Les constats relayés ici suggèrent de penser ensemble « cet impensé » qu’est le système pénal, de nous embarquer collectivement dans une réflexion sur ce que l’on peut offrir que le système pénal ne nous offre pas. Comme le rappelle Gwenola Ricordeau : « Quand on a un système qui fait problème, l’idée n’est pas de le remplacer. Personne ne va dire : “Vous voulez éradiquer la peste, par quoi vous allez la remplacer ?” »7

Un courant à suivre, en la matière, est celui d’une justice transformative8 qui propose de sortir du caractère rétributif du système pénal (centré sur l’auteur et la responsabilité individuelle) et d’en inverser sa logique en prenant en compte la situation sociale, les circonstances, les ressources sociétales et les besoins des parties concernées dont la société, la communauté et ceux, en premier plan, des victimes. Cette perspective tend aussi à changer les structures sociales qui perpétuent les dominations et les oppressions sexistes, classistes et racistes. Dans ce nom de justice transformative, il y a également le fait de transformer les conditions sociales qui ont rendu possible la commission des actes. Rappelons d’ailleurs que la justice transformative est née des besoins des personnes qui n’avaient pas accès au système pénal pour se protéger et qui se sont vues contraintes d’imaginer d’autres modalités de protection et de résolution des conflits. Des réflexions et des pratiques pensées au sein des communautés des personnes les plus exclues et les plus vulnérables socialement : les travailleuses du sexe, les LGBTQI+ et les personnes « illégales » et racisées. Ce sont elles qui nous montrent les horizons pour sortir de nos impensés.

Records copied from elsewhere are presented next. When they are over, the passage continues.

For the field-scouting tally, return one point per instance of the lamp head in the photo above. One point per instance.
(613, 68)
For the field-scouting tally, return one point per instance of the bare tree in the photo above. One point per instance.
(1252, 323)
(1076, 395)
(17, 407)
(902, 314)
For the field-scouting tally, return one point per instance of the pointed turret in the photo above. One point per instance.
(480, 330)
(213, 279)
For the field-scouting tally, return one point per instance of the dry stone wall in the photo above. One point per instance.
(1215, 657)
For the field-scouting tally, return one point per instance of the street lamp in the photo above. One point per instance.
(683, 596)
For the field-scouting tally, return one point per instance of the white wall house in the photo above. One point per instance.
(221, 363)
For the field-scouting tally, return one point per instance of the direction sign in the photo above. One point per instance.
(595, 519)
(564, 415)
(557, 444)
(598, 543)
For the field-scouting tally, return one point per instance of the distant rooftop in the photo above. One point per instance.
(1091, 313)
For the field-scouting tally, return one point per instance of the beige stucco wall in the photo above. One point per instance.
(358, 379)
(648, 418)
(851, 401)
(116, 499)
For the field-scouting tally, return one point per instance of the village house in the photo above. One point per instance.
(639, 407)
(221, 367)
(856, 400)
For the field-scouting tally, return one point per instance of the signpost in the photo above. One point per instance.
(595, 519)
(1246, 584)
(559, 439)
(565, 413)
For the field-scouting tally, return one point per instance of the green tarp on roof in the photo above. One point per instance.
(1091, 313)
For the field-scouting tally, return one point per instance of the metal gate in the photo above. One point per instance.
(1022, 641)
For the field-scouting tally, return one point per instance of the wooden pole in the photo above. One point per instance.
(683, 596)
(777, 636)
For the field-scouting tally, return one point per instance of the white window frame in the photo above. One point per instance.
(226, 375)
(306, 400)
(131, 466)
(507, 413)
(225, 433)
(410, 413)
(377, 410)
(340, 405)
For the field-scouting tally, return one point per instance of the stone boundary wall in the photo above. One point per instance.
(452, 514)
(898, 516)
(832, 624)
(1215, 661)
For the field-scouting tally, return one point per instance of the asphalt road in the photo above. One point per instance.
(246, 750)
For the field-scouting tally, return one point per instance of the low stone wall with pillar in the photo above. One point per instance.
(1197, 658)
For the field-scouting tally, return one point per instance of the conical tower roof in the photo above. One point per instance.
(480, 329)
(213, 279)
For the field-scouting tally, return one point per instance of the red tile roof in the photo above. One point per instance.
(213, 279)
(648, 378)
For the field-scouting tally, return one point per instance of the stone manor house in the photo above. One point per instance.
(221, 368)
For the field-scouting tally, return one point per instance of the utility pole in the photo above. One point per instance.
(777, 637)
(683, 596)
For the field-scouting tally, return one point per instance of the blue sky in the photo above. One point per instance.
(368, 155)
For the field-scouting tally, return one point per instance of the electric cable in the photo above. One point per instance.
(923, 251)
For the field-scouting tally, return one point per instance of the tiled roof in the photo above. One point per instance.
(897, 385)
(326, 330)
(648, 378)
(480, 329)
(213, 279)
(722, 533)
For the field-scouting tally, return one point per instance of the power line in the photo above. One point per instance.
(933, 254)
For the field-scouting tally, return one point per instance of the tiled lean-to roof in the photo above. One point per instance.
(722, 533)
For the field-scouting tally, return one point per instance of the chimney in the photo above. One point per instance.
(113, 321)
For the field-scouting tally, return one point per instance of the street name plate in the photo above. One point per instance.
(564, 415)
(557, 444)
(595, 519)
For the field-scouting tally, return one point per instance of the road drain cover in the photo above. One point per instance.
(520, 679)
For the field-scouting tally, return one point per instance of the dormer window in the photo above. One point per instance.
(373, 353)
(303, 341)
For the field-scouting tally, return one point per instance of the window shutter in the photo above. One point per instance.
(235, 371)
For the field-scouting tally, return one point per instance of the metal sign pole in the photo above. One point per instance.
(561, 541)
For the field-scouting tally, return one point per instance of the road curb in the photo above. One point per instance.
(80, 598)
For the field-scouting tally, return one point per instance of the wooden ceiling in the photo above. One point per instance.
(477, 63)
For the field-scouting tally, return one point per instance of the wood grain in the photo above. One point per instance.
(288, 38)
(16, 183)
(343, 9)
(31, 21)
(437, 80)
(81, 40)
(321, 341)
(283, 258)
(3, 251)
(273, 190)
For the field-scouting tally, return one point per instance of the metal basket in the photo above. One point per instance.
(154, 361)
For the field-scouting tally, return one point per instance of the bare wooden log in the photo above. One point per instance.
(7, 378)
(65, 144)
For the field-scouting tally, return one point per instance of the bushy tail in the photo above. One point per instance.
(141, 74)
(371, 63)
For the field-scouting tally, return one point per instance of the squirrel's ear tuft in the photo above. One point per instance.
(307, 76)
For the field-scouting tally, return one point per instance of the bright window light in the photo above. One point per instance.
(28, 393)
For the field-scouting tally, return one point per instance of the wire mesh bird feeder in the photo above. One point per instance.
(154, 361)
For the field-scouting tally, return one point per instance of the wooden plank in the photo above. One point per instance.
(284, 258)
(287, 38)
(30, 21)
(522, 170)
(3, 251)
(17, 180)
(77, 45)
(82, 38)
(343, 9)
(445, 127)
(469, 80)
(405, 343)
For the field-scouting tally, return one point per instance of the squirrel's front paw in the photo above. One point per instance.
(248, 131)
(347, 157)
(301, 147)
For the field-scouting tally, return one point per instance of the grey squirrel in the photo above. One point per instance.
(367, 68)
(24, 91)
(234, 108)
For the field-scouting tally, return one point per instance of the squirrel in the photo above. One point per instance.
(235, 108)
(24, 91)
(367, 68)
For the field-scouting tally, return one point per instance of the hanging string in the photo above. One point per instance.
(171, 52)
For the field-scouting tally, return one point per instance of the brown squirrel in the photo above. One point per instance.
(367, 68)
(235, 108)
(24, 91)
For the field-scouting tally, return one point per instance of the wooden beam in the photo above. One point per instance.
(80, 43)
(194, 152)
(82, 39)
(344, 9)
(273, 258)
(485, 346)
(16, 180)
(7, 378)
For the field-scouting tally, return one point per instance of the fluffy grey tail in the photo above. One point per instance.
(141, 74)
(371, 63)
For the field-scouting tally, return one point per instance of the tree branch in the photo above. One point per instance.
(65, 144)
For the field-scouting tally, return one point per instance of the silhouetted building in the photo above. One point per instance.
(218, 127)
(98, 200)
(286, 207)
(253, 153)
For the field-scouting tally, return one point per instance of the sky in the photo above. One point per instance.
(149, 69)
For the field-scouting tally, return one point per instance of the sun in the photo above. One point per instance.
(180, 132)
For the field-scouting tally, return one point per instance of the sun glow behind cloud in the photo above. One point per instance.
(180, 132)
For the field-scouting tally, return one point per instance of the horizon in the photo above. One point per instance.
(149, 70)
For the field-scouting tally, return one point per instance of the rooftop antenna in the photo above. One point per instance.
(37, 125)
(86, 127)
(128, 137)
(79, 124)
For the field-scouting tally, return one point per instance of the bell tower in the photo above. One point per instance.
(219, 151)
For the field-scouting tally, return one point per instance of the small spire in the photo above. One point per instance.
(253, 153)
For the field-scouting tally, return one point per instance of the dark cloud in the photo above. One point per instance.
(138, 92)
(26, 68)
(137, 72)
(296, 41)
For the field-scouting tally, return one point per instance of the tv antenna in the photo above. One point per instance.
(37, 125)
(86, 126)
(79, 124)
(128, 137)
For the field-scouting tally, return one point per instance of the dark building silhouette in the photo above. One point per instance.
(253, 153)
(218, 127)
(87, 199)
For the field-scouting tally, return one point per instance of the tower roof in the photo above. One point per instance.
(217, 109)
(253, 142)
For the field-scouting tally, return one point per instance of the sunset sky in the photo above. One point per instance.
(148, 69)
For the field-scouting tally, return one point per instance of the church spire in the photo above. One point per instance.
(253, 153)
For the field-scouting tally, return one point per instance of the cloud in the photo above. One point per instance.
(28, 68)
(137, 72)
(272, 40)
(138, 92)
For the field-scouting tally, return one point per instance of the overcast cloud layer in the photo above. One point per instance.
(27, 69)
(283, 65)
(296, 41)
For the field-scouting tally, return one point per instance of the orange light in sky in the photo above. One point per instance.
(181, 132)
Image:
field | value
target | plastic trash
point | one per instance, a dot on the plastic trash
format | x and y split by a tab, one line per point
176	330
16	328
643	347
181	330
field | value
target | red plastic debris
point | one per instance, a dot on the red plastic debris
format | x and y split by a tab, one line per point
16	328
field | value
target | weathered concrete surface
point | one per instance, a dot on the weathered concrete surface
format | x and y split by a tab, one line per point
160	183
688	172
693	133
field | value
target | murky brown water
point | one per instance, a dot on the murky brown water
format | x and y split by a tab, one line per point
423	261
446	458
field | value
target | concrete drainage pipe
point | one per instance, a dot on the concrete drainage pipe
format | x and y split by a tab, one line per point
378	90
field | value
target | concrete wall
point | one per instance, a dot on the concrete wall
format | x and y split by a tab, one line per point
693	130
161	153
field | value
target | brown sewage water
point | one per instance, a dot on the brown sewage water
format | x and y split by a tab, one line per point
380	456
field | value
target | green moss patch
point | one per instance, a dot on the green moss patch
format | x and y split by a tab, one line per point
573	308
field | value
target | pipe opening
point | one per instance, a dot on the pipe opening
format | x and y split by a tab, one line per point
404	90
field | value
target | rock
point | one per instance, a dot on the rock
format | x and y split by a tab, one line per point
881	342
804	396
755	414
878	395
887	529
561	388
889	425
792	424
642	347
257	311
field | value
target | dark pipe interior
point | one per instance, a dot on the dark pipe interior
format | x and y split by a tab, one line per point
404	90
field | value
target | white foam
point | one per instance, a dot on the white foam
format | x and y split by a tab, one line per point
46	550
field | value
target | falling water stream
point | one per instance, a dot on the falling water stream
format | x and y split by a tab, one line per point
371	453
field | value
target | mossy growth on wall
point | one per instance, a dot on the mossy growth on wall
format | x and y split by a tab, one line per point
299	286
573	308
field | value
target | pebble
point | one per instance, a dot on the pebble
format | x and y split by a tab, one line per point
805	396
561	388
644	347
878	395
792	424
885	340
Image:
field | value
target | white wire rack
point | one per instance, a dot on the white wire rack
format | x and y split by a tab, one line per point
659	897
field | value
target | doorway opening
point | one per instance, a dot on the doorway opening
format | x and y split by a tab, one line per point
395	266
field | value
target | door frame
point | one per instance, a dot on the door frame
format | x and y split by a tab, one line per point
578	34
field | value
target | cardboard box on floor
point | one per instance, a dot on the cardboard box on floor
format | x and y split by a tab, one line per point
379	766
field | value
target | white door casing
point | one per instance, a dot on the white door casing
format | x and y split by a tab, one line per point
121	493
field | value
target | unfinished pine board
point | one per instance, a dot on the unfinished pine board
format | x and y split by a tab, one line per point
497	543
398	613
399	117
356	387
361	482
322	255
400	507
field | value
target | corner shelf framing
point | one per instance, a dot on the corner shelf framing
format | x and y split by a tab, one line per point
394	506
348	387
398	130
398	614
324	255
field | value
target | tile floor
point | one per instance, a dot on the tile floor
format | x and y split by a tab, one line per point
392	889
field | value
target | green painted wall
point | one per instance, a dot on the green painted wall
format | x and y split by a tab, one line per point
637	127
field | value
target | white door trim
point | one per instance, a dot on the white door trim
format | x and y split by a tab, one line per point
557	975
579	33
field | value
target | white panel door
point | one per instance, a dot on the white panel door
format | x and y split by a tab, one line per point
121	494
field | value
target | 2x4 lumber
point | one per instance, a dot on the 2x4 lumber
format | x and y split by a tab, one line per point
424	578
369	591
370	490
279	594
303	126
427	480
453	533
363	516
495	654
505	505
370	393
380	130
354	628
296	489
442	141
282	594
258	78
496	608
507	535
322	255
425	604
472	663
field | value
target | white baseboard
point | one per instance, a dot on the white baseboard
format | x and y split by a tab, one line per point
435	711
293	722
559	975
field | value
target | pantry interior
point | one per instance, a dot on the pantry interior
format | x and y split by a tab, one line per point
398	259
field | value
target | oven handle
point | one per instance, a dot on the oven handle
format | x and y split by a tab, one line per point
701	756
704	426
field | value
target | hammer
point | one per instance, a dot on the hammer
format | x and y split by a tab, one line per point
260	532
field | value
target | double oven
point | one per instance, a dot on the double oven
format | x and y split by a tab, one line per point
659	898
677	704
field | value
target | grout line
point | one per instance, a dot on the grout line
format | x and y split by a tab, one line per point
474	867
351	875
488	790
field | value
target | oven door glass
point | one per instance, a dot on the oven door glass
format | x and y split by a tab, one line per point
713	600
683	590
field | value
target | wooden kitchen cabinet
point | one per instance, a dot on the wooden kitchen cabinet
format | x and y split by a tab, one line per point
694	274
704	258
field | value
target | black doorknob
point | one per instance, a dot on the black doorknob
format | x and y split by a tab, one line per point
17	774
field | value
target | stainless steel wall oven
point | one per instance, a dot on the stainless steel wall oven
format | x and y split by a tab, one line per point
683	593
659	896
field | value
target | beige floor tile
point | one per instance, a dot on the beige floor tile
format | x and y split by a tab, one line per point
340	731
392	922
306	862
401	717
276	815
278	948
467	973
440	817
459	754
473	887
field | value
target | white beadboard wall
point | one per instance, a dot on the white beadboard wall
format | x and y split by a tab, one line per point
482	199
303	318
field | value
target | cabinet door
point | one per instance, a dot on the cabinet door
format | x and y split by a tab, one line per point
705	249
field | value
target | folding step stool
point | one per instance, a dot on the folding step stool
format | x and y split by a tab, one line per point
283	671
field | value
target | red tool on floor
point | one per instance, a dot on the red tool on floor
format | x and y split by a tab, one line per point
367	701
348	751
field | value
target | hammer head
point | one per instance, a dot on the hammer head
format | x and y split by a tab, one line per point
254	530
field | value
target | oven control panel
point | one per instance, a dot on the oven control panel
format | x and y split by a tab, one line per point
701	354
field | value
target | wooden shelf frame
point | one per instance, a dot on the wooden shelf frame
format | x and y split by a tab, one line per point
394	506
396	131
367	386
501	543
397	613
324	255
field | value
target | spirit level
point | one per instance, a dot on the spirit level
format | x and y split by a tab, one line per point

En attendant, on ne peut que le constater, tant que le contexte de ressources inégalitaires ainsi que le manque de possibilité d’accéder à l’autonomie matérielle, financière et émotionnelle seront là, des femmes resteront dans des situations de violence. Le féminisme dit « punitif », au contraire, en faisant appel à la sphère pénale, individualise les problèmes sociaux et « marginalise le collectif et la redistribution »9.

  1. Françoise Vergès, Une théorie féministe de la violence. Pour une politique antiraciste de la protection, Paris, La Fabrique, 2020.
  2. Ibid., p. 90.
  3. Nous utilisons le terme « féminicide » afin de rendre visible ce type particulier de violence basé sur le genre. Il s’agit certes de la forme la plus grave de violence sexiste. Il fait aussi l’objet d’une mobilisation tant au niveau de sa reconnaissance symbolique que pénale. Ici, nous faisons la différence entre la nécessité de nommer et de rendre compte de ce phénomène, en tant que manifestation de la culture patriarcale, et l’exigence d’une punition spécifique. Voir également, « Incriminer les féminicides ? Ou comment s’emparer d’un problème complexe sans le résoudre », 10 mars 2021.
  4. Gwenola Ricordeau, Pour elles toutes. Femmes contre la prison, Montréal, Lux, 2019, p. 66.
  5. Ibid., p. 69.
  6. Id., Nils Christie, Louk Hulsman, Ruth Morris, Crimes et peines. Penser l’abolitionnisme pénal, Caen, Grevis, 2021.
  7. « Une justice féministe avec Gwenola Ricordeau » dans Lauren Bastide, La poudre, épisode 89, 25 février 2021.
  8. Gwenola Ricordeau, Crimes et peinesloc.cit.
  9. Françoise Vergès, op. cit., p. 96.